Doubting Thomas and the Fallen Court

Photograph Source: U.S. Department of Agriculture – Public Domain

Prague.

Clarence and Ginni (Virginia). He, a controversial Associate Justice of the U.S. Supreme Court. She, an extreme right wing activist organizing the Stop the Steal Rally/Coup attempt and actively trying to overturn the 2020 Presidential election results in multiple states. They are extremely close and devoted to each other. They claim not to mix their professional lives but skepticism abounds, and for good reason.

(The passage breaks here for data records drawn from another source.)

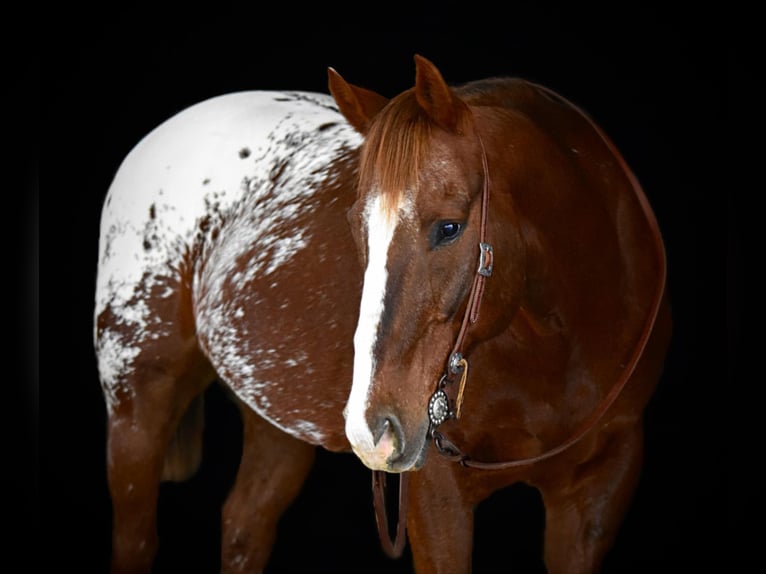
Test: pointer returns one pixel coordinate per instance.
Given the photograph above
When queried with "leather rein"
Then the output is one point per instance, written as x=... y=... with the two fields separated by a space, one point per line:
x=440 y=408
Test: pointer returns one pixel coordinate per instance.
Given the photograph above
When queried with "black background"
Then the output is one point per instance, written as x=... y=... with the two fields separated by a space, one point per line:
x=656 y=81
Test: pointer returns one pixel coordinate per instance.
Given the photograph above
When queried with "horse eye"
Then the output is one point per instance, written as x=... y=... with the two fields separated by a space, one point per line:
x=446 y=232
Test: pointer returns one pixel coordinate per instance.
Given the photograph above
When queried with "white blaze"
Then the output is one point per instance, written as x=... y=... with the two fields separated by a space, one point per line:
x=380 y=230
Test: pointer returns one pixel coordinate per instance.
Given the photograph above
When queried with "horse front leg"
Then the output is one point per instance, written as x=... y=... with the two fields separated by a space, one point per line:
x=272 y=471
x=584 y=510
x=142 y=420
x=440 y=519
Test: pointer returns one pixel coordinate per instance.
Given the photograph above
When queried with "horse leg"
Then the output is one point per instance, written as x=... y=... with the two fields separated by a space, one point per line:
x=439 y=519
x=141 y=425
x=584 y=510
x=272 y=471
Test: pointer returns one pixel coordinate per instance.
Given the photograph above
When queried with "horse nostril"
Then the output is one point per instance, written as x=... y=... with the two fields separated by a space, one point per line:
x=381 y=429
x=387 y=436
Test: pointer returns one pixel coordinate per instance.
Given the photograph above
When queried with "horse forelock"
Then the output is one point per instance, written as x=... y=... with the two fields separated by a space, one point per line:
x=394 y=150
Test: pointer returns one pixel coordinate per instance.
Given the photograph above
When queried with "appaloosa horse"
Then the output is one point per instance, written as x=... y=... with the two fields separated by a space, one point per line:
x=494 y=226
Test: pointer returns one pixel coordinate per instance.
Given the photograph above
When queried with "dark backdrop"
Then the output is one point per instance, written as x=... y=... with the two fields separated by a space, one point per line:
x=655 y=80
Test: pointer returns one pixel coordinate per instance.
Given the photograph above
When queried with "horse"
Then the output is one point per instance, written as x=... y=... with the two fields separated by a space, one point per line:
x=463 y=286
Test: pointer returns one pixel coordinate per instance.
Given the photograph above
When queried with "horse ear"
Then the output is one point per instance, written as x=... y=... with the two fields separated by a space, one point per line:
x=435 y=96
x=356 y=104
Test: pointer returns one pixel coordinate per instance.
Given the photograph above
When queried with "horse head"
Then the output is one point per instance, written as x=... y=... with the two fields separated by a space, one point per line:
x=417 y=222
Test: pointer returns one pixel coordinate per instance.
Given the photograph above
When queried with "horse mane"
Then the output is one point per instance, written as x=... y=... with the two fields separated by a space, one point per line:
x=400 y=136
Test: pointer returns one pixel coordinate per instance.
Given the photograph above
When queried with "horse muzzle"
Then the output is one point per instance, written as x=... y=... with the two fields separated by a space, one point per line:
x=389 y=448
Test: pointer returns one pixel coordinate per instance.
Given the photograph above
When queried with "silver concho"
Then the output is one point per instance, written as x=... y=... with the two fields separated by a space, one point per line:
x=438 y=408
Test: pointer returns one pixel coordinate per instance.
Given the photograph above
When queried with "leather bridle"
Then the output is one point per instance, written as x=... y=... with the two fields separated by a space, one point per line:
x=440 y=407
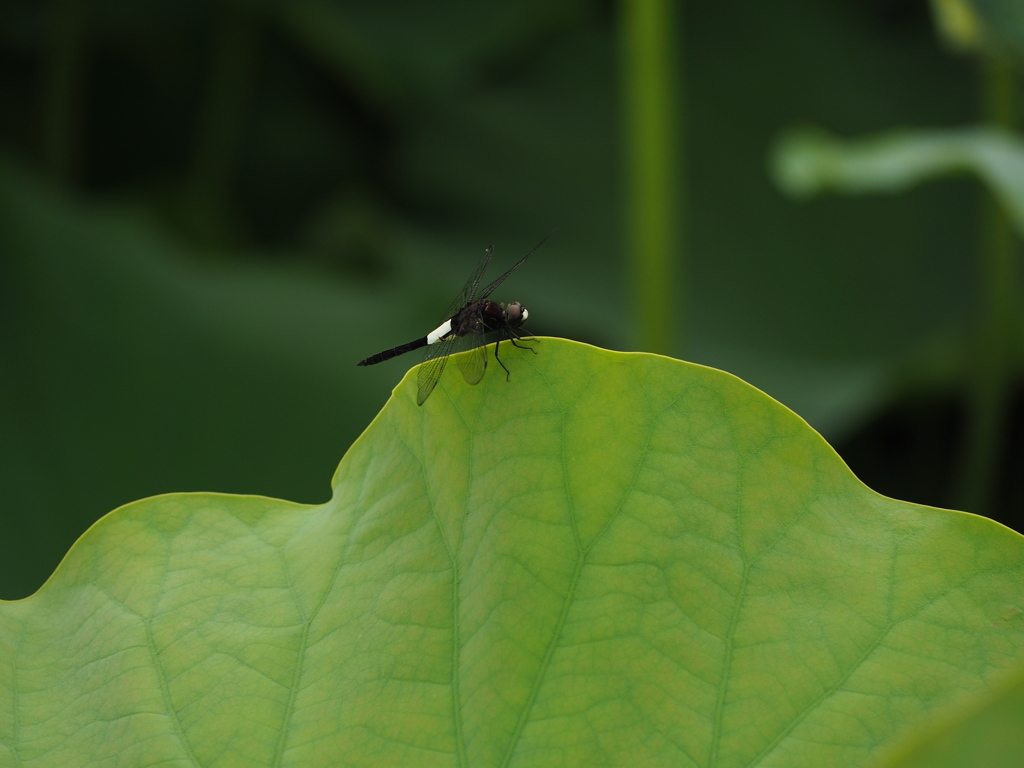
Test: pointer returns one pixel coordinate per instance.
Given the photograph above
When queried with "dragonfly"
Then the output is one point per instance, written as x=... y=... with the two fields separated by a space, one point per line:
x=467 y=321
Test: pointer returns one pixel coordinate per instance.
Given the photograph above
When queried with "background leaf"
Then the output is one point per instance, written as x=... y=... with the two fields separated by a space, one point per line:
x=808 y=163
x=612 y=559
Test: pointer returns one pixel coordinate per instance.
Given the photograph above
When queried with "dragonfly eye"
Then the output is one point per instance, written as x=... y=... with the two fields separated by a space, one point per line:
x=516 y=313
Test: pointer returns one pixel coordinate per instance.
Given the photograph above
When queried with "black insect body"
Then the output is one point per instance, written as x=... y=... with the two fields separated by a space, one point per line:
x=470 y=316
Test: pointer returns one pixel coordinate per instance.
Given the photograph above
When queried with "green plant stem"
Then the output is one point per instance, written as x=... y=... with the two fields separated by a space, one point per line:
x=651 y=134
x=987 y=404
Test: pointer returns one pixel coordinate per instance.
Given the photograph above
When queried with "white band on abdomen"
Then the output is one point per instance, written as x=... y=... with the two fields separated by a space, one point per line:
x=439 y=333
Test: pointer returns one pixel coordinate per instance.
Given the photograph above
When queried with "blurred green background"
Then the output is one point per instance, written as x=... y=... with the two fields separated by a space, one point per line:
x=209 y=211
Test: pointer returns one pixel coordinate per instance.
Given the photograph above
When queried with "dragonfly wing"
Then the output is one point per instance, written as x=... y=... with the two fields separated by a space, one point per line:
x=474 y=363
x=432 y=367
x=494 y=286
x=469 y=290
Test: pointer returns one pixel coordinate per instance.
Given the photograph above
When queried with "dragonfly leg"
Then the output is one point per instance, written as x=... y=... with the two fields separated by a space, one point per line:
x=516 y=337
x=508 y=375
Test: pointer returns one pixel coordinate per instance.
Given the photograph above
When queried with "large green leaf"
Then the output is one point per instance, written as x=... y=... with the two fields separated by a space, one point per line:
x=982 y=730
x=612 y=559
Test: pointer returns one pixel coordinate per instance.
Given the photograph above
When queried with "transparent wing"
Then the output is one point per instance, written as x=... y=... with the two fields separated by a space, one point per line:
x=474 y=363
x=494 y=286
x=469 y=290
x=432 y=368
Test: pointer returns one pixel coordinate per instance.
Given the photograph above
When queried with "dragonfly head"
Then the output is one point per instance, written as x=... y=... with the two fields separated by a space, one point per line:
x=516 y=314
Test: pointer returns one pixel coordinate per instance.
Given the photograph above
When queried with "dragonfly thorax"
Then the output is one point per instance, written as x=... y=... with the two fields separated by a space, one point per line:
x=516 y=313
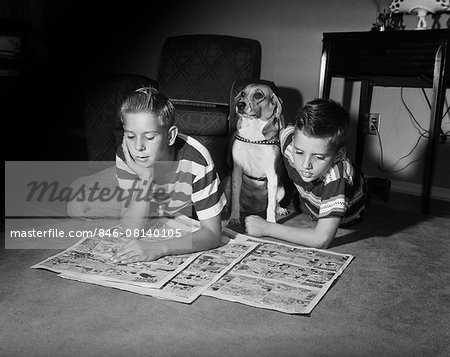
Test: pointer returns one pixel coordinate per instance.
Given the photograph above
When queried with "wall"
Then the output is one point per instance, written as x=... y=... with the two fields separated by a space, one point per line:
x=126 y=36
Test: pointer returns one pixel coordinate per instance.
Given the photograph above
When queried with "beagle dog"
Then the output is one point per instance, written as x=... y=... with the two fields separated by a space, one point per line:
x=256 y=153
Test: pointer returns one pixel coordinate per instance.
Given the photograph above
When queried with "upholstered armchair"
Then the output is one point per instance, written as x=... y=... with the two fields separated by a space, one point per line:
x=197 y=73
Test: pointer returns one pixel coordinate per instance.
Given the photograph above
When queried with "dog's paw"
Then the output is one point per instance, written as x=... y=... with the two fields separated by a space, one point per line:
x=234 y=222
x=281 y=211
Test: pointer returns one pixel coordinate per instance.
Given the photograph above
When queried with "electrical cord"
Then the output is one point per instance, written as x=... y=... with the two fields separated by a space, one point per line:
x=422 y=131
x=423 y=134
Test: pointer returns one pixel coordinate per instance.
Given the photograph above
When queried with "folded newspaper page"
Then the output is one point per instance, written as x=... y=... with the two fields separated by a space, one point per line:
x=256 y=272
x=89 y=258
x=281 y=277
x=190 y=283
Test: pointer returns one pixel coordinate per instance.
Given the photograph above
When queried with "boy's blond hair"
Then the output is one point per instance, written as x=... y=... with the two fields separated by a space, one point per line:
x=149 y=100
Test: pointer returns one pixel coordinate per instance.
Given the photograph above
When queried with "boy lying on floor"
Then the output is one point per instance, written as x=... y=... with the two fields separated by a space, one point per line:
x=329 y=185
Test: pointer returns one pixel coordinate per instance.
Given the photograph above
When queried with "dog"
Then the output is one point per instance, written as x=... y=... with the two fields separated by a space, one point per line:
x=256 y=152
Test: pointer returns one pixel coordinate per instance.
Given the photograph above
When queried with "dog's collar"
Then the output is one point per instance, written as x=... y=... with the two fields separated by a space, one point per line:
x=259 y=142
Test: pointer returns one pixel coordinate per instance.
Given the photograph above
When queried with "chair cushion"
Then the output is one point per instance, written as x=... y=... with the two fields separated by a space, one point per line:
x=202 y=119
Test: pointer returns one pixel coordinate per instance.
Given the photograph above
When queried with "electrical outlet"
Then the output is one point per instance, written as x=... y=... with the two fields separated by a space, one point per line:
x=373 y=125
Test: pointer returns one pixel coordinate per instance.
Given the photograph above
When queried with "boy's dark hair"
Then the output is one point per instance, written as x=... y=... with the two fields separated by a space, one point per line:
x=324 y=118
x=149 y=100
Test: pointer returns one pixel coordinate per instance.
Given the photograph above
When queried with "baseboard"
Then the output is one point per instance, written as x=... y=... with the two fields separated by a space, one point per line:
x=441 y=193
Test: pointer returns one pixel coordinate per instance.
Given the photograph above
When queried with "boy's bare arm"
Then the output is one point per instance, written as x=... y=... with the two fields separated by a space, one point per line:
x=317 y=237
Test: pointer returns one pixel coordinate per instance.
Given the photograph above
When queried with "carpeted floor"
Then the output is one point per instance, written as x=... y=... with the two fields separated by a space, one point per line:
x=393 y=300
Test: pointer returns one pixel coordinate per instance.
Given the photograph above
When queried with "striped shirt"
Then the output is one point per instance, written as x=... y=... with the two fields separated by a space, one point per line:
x=190 y=181
x=340 y=192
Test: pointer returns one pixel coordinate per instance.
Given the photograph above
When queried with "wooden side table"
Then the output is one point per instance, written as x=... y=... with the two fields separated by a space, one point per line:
x=391 y=59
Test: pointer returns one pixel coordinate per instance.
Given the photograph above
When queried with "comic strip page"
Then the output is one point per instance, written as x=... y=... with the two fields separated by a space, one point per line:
x=256 y=272
x=281 y=277
x=90 y=258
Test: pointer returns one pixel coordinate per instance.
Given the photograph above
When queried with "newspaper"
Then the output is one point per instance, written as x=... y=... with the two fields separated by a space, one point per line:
x=89 y=259
x=256 y=272
x=281 y=277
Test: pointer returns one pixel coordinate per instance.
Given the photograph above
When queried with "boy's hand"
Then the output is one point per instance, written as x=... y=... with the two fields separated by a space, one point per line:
x=144 y=173
x=137 y=251
x=255 y=226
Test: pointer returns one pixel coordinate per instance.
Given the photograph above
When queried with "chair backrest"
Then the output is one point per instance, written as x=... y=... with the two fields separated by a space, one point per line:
x=103 y=97
x=204 y=67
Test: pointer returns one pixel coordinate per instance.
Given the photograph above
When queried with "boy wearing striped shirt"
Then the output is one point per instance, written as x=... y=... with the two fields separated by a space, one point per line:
x=164 y=172
x=329 y=186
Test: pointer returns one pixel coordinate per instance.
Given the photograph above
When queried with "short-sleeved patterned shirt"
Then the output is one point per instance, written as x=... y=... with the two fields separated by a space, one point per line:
x=190 y=181
x=340 y=192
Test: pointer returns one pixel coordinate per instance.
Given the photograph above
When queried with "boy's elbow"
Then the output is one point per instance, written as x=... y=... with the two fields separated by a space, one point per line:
x=322 y=243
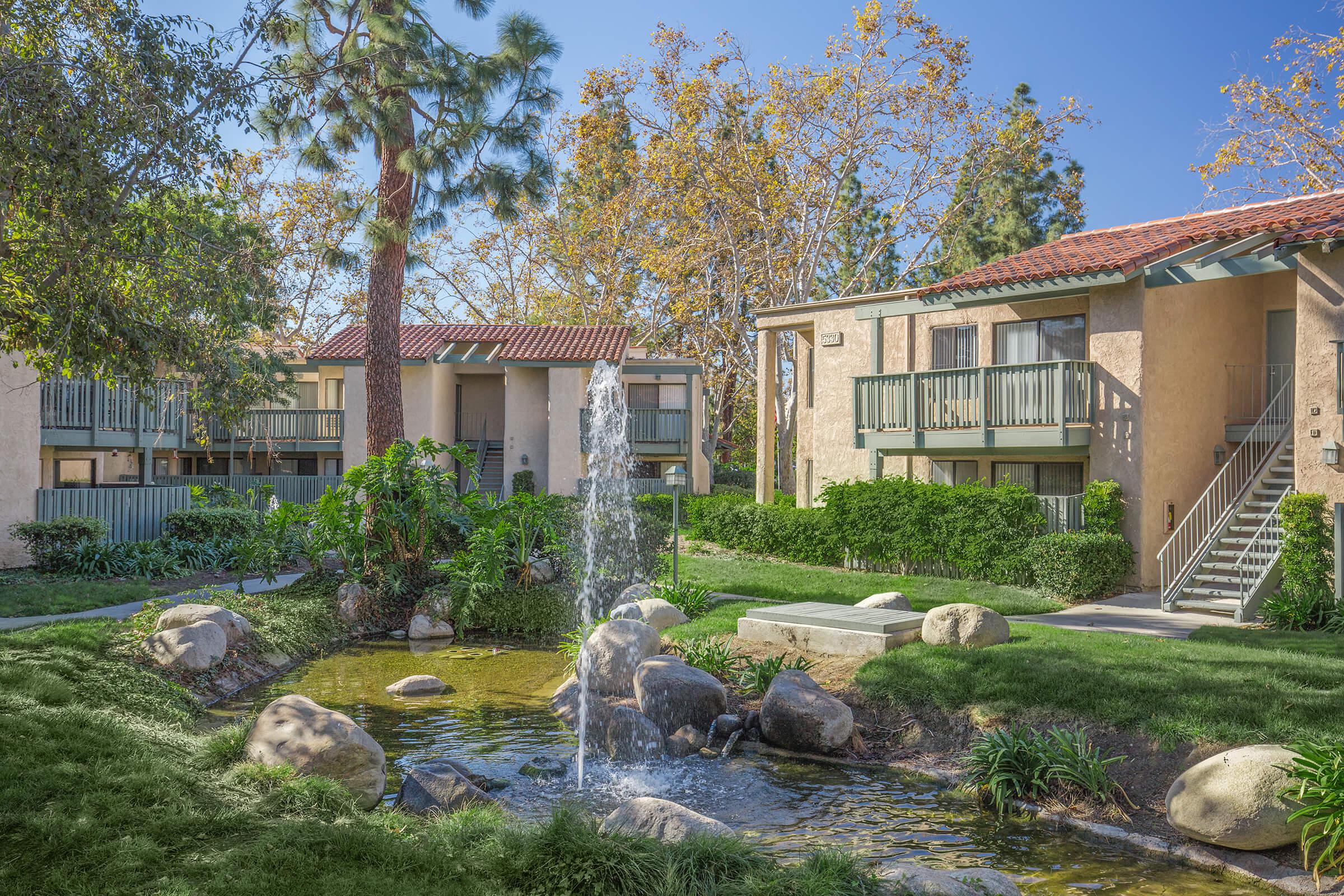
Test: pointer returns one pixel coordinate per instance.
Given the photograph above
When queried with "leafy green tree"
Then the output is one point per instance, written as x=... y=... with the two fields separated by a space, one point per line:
x=447 y=125
x=113 y=258
x=1023 y=204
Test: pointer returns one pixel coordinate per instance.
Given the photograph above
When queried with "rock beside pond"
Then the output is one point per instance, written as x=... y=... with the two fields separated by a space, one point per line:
x=909 y=879
x=197 y=647
x=422 y=629
x=543 y=769
x=438 y=787
x=628 y=612
x=350 y=598
x=296 y=731
x=237 y=629
x=686 y=740
x=964 y=625
x=660 y=614
x=417 y=685
x=673 y=693
x=799 y=715
x=1231 y=800
x=886 y=601
x=632 y=736
x=615 y=651
x=662 y=820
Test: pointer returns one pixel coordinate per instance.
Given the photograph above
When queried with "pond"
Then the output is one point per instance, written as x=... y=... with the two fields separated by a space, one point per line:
x=495 y=716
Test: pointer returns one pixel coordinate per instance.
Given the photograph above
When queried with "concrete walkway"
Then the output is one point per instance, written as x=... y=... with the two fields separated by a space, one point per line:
x=1140 y=613
x=124 y=610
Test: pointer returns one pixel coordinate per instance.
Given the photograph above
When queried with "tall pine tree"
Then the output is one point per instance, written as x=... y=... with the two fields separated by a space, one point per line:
x=1022 y=207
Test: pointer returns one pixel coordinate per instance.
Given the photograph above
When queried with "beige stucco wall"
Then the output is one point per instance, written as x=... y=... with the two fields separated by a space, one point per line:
x=1320 y=319
x=526 y=425
x=21 y=438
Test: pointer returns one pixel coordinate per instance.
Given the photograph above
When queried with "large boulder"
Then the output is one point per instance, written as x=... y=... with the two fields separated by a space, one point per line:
x=660 y=614
x=417 y=687
x=351 y=598
x=673 y=693
x=1231 y=800
x=438 y=787
x=296 y=731
x=799 y=715
x=662 y=820
x=886 y=601
x=422 y=629
x=197 y=647
x=237 y=629
x=632 y=736
x=615 y=651
x=964 y=625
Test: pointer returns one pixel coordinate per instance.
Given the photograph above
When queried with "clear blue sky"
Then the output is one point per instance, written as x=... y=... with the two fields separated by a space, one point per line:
x=1150 y=70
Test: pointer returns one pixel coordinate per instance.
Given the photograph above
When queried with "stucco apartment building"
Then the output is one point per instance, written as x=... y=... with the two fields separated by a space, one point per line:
x=515 y=394
x=1195 y=361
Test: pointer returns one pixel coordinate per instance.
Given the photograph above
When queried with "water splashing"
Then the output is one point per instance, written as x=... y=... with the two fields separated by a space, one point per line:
x=608 y=515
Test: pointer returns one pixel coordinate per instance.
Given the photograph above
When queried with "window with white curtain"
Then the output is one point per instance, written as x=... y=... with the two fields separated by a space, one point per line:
x=955 y=347
x=1052 y=339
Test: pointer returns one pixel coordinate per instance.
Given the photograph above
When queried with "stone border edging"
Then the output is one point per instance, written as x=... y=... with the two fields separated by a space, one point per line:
x=1250 y=867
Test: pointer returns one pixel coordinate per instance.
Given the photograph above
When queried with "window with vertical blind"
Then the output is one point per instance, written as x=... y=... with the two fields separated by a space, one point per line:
x=955 y=347
x=955 y=472
x=1052 y=339
x=1043 y=479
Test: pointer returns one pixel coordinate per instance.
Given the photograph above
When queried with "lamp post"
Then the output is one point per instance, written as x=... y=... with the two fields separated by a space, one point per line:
x=676 y=479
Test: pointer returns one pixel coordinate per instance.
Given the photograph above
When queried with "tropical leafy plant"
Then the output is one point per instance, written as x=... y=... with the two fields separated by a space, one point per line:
x=1023 y=763
x=757 y=675
x=1318 y=776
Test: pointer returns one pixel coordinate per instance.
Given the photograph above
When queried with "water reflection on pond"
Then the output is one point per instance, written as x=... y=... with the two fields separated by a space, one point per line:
x=495 y=716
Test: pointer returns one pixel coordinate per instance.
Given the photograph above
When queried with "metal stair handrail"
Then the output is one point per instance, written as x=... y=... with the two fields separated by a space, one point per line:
x=1264 y=548
x=1206 y=519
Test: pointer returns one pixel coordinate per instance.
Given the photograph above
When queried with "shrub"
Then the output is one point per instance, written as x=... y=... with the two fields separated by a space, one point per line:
x=46 y=540
x=525 y=483
x=1080 y=566
x=1303 y=609
x=1308 y=558
x=1020 y=763
x=536 y=614
x=1104 y=507
x=893 y=520
x=1318 y=776
x=209 y=523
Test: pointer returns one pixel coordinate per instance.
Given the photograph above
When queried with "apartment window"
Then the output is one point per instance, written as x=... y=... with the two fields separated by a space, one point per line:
x=955 y=472
x=337 y=394
x=956 y=347
x=74 y=474
x=1052 y=339
x=1043 y=479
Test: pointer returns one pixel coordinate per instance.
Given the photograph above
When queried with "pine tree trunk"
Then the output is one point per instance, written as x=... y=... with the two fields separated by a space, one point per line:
x=386 y=278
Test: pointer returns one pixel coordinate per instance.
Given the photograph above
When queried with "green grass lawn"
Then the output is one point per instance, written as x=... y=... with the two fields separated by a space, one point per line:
x=1323 y=644
x=1174 y=691
x=32 y=597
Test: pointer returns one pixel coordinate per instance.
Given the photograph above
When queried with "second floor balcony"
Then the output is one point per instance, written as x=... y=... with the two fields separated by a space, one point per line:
x=1039 y=408
x=81 y=413
x=651 y=430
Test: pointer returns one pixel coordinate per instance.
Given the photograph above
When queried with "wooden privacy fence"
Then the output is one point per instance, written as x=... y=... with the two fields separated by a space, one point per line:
x=132 y=514
x=299 y=489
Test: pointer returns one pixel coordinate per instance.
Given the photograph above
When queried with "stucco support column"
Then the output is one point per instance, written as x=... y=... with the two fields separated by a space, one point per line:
x=768 y=367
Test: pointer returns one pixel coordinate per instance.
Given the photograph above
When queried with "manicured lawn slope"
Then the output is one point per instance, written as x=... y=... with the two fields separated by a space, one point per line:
x=42 y=598
x=105 y=789
x=1175 y=691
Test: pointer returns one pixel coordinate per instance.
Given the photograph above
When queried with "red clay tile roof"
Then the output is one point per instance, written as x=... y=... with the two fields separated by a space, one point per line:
x=522 y=342
x=1130 y=248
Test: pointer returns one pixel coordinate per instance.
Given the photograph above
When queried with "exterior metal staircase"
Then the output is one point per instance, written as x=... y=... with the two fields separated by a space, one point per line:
x=1225 y=555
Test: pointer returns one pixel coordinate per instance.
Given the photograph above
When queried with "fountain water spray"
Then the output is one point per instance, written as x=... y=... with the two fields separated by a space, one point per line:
x=608 y=515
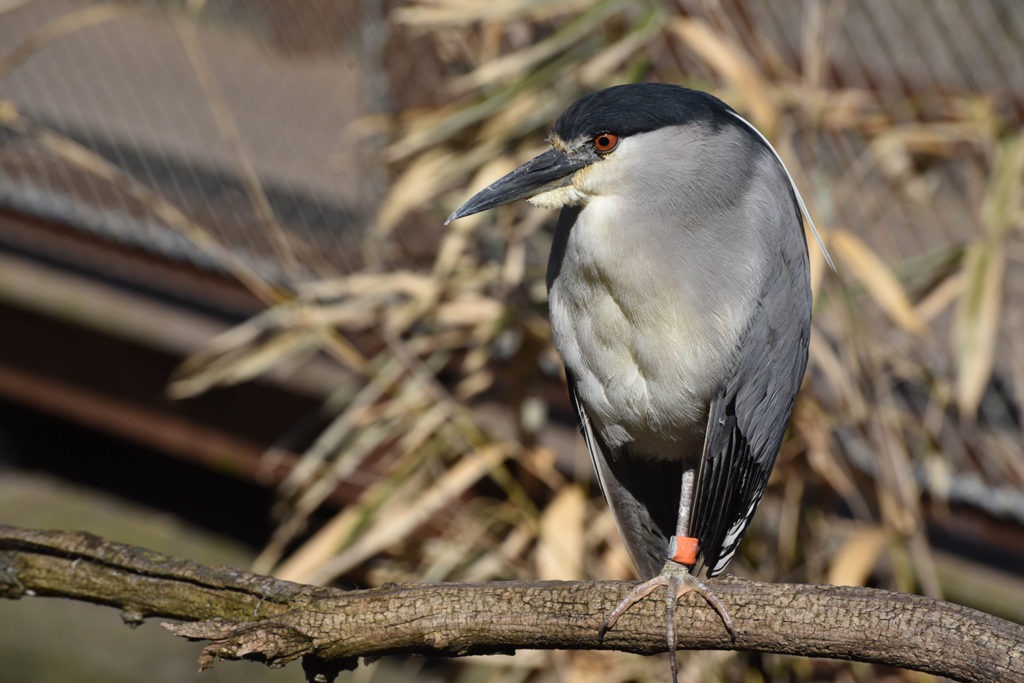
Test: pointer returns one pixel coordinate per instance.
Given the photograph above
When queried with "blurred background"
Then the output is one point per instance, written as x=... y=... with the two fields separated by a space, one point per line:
x=235 y=329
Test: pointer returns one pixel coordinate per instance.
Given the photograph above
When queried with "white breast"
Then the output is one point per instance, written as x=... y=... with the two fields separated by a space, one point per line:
x=649 y=334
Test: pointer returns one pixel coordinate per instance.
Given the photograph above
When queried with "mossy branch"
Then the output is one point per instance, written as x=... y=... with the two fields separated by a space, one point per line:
x=245 y=615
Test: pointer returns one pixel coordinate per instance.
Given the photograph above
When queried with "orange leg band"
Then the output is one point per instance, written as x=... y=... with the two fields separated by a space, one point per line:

He was the lone dissenter in the Court’s February 2021 ruling dismissing baseless MAGA claims of voter fraud and in its January 2021 ruling allowing the National Archives to release to the January 6 committee Trump White House documents, rejecting monarchical claims of executive privilege. Ethics 101: you don’t rule on cases which concern your family. Given his wife’s active role in promoting voter fraud claims and in the January 6 coup attempt being investigated by Congress he obviously should not have ruled in these cases. His outlier views in them affirm his lack of impartiality and further tarnish the Court.

The degradation of the once revered Court is not new (recall Antonin Scalia’s refusal to heed calls to recuse himself from ruling in Bush v. Gore because his son was part of the Bush legal team, snarkily saying – those who think my vote can be bought so cheaply greatly underestimate me), but the extreme circumstances of the Thomas affair underscore the need to act quickly to update judicial recusal standards and the Court itself.

A judge should recuse herself (step aside and not rule on a case before her) if there is an actual or apparent conflict of any sort. U.S.C. Title 28 Sec. 455 states that a judge must recuse herself whenever her “impartiality might reasonably be questioned.” The rule is aimed at preventing actual injustice and the erosion of public confidence in judicial impartiality. Clarence Thomas has refused to recuse himself in the face of public calls to do so in many cases in which he has an apparent conflict of interest. These include the cases which came before the Court alleging voter fraud in the 2020 election and cases concerning the events of January 6 and Congress investigating those events.

Ethics standards for the Supreme Court are slack, weaker than for other judges, and calls have been made for sensible and practical reforms. As the revelations in the Thomas affair make clear, the need for such reforms is urgent. Those sitting on the highest court must be bound by a code of conduct tailored to the circumstances of their unique position of power. Recusal standards for the Court must be changed from a voluntary subjective standard to a transparent process subject to review and oversight.

Sandra O’Connor, long the center of the Court, cautioned the Court against acting in an unseemly manner, by which she meant acting in ways which went against public opinion or could be seen as partisan. The Bush v. Gore and then the Citizens United v FEC ruling showed how far the Court had lost sight of her warning. And then came the blatant hypocrisy when Mitch McConnell stole the seat of Merrick Garland for Neil Gorsuch and then violated the rationale for that theft when he hastily installed Amy Coney Barrett just before an election. The politicization of the Court with the Federalist Society vetting its members has created a skewed Court with a tenuous- at-best connection to the values of the people. The stature of the Court in the public eye has plummeted (https://news.gallup.com/poll/394103/confidence-supreme-court-sinks-historic-low.aspx), and understandably so.

In the face of the evident corruption of the Court, President Biden’s Supreme Court commission was tasked with exploring options moving forward. It rejected expanding the Court and endorsed some modest term limit proposals, disappointing most observers.

With executive branch power running rampant and public opinion of Congress at an all time low, the Court must find its way back to being the ultimate protector of equality, fairness and decency. There are many viable proposals to this end in the near and long term. We need to make these proposals a vital part of the discourse in upcoming elections. The violation of the establishment clause, as the separation of church and state has been greatly eroded, should also be an important part of our elections as said erosion fuels MAGA and judicial reactionary law and politics. See e.g. Carson v. Makin, the Court’s June ruling mandating that Maine provide public money for religious schools.

The Fallen Court went too far in its Dobbs v. Jackson Women’s Health Organization ruling this June, prompting a burgeoning political backlash at the polls (In Dobbs, Clarence Thomas made clear that in addition to abortion, he wants to go after contraception and same sex marriage). An insufficient number of people want to live in a society in which the Corporation, gun manufacturers and the fetus have more rights than the people, making the Federalist Society hijacking of the Court unsustainable. And an insufficient number of people will tolerate a former President, who is a traitor to his country–stashing top secret classified documents in his personal desk drawer (along with his passports) apparently to sell them to his autocrat role models in Russia and Saudi Arabia – remaining in the public sphere. The times they are a changin’…if we keep the pressure on in our struggle for justice.

William A. Cohn, a member of the California Bar, teaches critical thinking in Prague and online.